The objective of this study was to explore how different construction planning choices affect the tradeoff between construction duration, construction cost, waste generated, and safety risk. I created a simple Dynamo study graph using four inputs and four outputs. The model was intentionally kept lightweight, using simple formulas instead of a detailed construction simulation.
The objective was to identify a balanced construction strategy that can reduce project duration and waste without creating excessive cost or safety risk.
Model
The model uses four input variables related to prefabrication and construction logistics. These inputs are connected to simple formula blocks in Dynamo. The formulas calculate four output evaluators that help compare the performance of each generated option.
The model does not represent an exact real-world estimate. Instead, it is a simplified decision-support model that shows the direction of the tradeoffs between different construction planning strategies.
Design Variables /Inputs
- Prefab Percentage- This represents the percentage of the project delivered using prefabricated components.
- Number of Cranes- This represents the amount of major lifting equipment available on site.
- Trucks per Day - This represents the daily delivery capacity for prefab components and materials.
- Work Hours per Day- This represents the length of the daily construction work window.

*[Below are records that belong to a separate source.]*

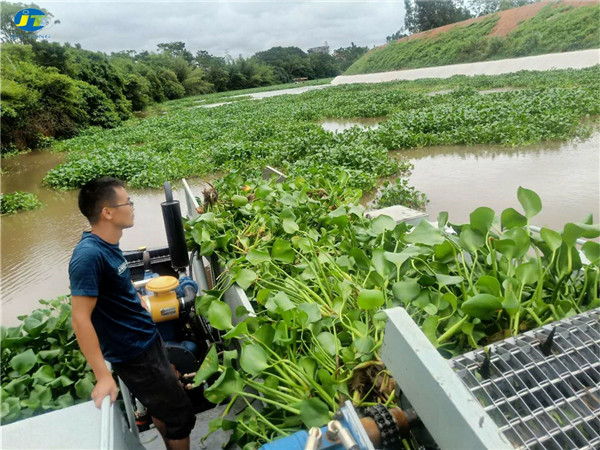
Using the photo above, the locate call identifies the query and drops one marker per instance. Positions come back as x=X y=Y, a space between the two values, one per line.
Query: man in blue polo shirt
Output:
x=110 y=321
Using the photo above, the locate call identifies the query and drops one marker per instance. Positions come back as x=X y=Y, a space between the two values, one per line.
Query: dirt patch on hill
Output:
x=509 y=19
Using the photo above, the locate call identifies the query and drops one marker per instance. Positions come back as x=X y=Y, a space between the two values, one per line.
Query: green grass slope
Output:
x=558 y=27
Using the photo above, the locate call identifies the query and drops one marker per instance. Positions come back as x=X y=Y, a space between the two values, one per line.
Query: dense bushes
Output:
x=18 y=201
x=285 y=131
x=556 y=28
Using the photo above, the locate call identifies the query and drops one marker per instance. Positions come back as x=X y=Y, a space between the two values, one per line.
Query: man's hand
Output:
x=105 y=386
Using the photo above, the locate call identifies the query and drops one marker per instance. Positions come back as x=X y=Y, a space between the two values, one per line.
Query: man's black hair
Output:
x=94 y=195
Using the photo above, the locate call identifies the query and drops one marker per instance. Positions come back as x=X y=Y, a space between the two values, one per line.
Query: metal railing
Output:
x=108 y=420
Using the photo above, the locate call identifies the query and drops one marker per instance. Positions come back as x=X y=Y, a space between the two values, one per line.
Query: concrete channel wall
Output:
x=568 y=60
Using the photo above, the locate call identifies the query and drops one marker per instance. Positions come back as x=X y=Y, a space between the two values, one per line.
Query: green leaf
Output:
x=203 y=304
x=530 y=202
x=282 y=251
x=253 y=359
x=219 y=315
x=591 y=250
x=382 y=266
x=360 y=257
x=399 y=258
x=23 y=362
x=239 y=330
x=265 y=334
x=308 y=365
x=487 y=284
x=521 y=239
x=406 y=291
x=511 y=218
x=329 y=343
x=49 y=355
x=527 y=273
x=312 y=310
x=256 y=257
x=470 y=239
x=574 y=231
x=209 y=366
x=44 y=374
x=245 y=278
x=425 y=234
x=447 y=280
x=481 y=219
x=239 y=201
x=510 y=303
x=228 y=357
x=370 y=299
x=482 y=306
x=62 y=381
x=429 y=328
x=382 y=223
x=364 y=346
x=283 y=302
x=290 y=226
x=227 y=384
x=442 y=219
x=451 y=299
x=84 y=388
x=263 y=191
x=314 y=413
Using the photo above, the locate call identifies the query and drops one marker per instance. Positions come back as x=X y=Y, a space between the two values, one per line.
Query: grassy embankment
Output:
x=557 y=27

Constants / Base Values (Assumptions)
- Base Duration: 240 days
- Base Cost: $10,000,000
- Base Waste: 100 tons
- Base Safety Risk: 50
These values were used as starting assumptions to compare different generated options consistently. They are not intended to be final project estimates. The goal was to create a simple model that could show relative performance between alternatives.

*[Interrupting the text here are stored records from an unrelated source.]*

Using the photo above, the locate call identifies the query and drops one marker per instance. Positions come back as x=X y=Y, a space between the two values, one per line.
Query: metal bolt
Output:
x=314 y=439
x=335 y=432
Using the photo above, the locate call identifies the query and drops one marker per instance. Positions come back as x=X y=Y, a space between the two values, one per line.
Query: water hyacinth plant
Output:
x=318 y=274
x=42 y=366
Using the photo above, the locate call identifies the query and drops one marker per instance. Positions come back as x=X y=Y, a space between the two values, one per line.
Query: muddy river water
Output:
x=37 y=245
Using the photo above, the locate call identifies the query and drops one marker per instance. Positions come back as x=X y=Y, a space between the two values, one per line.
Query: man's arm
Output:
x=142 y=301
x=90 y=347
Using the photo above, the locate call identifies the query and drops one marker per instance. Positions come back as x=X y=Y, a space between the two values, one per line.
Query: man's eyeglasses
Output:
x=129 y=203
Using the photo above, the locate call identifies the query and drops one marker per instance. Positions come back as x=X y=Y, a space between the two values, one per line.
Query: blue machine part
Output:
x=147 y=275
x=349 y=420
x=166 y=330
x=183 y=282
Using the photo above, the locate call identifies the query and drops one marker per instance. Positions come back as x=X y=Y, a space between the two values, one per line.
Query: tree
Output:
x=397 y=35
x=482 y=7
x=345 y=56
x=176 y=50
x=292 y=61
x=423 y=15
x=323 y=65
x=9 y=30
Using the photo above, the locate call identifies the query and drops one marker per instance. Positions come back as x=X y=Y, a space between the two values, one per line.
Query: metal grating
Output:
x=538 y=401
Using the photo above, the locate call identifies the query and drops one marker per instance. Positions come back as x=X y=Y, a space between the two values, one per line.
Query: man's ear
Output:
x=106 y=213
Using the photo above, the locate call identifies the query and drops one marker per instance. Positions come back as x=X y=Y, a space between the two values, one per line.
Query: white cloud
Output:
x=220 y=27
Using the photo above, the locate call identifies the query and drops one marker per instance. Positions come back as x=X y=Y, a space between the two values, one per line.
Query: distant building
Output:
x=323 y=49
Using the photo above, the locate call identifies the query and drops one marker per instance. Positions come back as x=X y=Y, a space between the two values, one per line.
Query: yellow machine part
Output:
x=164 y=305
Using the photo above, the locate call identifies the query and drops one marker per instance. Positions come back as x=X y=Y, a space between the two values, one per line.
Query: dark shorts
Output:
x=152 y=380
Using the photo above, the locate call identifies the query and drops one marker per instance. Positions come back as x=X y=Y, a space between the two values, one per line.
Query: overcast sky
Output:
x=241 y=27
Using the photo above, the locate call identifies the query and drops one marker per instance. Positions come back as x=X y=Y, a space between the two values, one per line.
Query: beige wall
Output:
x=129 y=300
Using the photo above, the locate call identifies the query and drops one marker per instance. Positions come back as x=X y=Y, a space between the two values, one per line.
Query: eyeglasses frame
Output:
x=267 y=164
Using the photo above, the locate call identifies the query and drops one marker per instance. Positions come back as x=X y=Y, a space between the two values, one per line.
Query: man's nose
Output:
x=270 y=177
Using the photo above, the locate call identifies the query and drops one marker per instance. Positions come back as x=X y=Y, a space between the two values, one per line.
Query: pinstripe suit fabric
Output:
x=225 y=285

Evaluators / Study Outputs
- Construction Duration This output estimates the total project duration in days. It was minimized in the study because shorter construction duration is generally desirable.
- Construction Cost This output estimates the total cost of the construction strategy. It was minimized because lower cost is desirable, but the model assumes that faster strategies usually require more resources and therefore cost more.

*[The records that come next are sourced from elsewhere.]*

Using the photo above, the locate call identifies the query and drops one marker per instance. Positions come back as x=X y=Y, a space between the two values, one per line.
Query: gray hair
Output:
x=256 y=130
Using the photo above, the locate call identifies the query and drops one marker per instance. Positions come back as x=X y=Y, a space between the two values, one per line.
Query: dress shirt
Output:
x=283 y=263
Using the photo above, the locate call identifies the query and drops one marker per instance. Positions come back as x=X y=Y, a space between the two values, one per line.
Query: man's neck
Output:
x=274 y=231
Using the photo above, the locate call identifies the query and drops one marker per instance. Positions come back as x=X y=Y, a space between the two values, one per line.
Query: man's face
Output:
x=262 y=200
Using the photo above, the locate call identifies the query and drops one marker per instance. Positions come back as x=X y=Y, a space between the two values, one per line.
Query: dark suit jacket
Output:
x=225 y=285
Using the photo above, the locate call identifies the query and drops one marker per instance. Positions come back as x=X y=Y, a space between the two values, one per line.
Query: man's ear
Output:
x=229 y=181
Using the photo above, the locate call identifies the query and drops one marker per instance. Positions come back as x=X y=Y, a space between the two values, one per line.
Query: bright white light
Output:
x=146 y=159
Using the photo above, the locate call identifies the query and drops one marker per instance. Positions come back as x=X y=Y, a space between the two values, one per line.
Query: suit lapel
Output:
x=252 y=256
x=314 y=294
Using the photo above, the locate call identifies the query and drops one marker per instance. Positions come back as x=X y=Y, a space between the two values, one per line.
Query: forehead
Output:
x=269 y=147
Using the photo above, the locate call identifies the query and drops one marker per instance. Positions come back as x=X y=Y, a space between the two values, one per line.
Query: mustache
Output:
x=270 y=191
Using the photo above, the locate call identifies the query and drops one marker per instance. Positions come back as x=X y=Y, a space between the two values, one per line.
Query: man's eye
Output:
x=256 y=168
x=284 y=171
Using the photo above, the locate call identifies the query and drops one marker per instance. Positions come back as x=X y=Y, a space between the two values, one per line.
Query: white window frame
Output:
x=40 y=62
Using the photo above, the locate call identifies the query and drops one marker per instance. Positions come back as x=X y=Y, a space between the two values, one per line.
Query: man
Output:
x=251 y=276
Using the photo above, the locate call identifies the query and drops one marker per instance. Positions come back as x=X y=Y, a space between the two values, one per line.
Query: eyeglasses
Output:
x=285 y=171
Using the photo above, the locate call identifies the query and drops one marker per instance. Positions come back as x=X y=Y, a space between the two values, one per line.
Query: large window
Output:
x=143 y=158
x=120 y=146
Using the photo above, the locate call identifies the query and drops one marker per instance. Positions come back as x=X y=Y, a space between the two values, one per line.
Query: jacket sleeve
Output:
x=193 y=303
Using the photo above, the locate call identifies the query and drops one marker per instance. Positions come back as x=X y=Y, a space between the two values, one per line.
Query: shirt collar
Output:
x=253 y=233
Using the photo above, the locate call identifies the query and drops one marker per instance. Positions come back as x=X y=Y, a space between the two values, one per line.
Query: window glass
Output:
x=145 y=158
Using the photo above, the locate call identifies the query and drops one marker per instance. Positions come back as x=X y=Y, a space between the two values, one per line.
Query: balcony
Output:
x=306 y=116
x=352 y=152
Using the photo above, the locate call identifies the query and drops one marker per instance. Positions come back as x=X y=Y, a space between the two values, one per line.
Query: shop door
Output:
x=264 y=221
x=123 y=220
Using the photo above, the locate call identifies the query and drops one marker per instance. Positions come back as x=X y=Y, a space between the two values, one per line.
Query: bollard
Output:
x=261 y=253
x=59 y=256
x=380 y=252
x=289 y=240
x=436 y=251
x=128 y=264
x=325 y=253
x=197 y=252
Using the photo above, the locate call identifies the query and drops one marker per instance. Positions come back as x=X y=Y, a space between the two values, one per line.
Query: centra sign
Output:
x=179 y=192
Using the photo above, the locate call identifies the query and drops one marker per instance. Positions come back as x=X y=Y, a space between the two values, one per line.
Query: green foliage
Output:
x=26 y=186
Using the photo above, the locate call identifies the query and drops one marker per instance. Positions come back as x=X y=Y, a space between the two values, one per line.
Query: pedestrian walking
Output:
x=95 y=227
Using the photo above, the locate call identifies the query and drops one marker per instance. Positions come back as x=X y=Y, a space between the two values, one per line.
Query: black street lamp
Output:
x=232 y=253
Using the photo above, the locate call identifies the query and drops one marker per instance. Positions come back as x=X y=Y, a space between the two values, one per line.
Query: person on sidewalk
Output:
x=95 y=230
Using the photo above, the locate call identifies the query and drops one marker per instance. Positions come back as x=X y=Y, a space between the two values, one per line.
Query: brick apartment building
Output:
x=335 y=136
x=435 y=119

- Waste Generated This output estimates the amount of construction waste generated. It was minimized because lower waste supports sustainability goals. Higher prefabrication is assumed to reduce waste.
- Safety Risk This output is a simplified safety risk score. It was minimized because lower risk is desirable. The model assumes that more cranes, more trucks, and longer work hours increase safety risk, while higher prefabrication slightly reduces onsite risk.
Formula Assumptions
The formulas were based on simple construction logic:
- For construction duration, I assumed:
- Each 1% increase in prefabrication reduces duration by 1.2 days.
- Each crane reduces duration by 12 days.
- Each additional truck per day reduces duration by 0.4 days.
- Each extra work hour beyond 8 hours reduces duration by 8 days.
- These values show that prefabrication and longer work hours have stronger schedule impact than truck deliveries.
- For construction cost, I assumed:
- Each 1% increase in prefabrication adds $45,000.
- Each crane adds $350,000.
- Each truck per day adds $25,000.
- Each extra work hour beyond 8 hours adds $200,000.
- These values represent added fabrication, equipment, transportation, labor, and coordination costs.
- For waste generated, I assumed:
- Each 1% increase in prefabrication reduces waste by 0.65 tons.
- Prefabrication reduces waste because more work happens in controlled factory conditions.
- For safety risk, I assumed:
- Each crane adds 5 risk points.
- Each truck per day adds 0.8 risk points.
- Each extra work hour beyond 8 hours adds 4 risk points.
- Each 1% increase in prefabrication reduces safety risk by 0.2 points.
- More site activity increases risk, while prefabrication reduces some onsite work.
The formulas are simplified and mostly linear. This was intentional because the assignment asked for a simple study graph that could clearly show tradeoffs without becoming too complex.
Step 3 - Generative Design Study Results
- The scatterplot shows the results of the Generative Design study. Each point represents one generated construction planning option.
In my scatterplot:
- X-axis: Construction Duration
- Y-axis: Construction Cost
- Bubble size: Waste Generated
- Color: Safety Risk
The graph shows a clear tradeoff between construction duration and construction cost. Options with shorter duration generally have higher cost because they require more prefabrication, more cranes, more trucks, or longer work hours. Options with lower cost generally take longer because they use fewer resources.
The bubble size represents waste generated. Smaller bubbles generally indicate options with higher prefabrication because prefabrication reduces onsite waste. The color represents safety risk. Options with more cranes, more trucks, and longer work hours tend to have higher safety risk.
The main insight from the graph is that there is no single perfect option. The fastest options are not automatically the best because they are more expensive and may have higher safety risk. The lowest-cost options are also not ideal because they take longer. The most useful options are the balanced alternatives in the middle of the scatterplot, where duration is reduced without creating excessive cost, waste, or safety risk.
I would use this information to support a construction planning decision by selecting a balanced strategy rather than simply choosing the fastest or cheapest option. For example, I would look for an option with moderate-to-high prefabrication, enough cranes and trucks to support efficient installation, and reasonable work hours that do not create unnecessary safety concerns.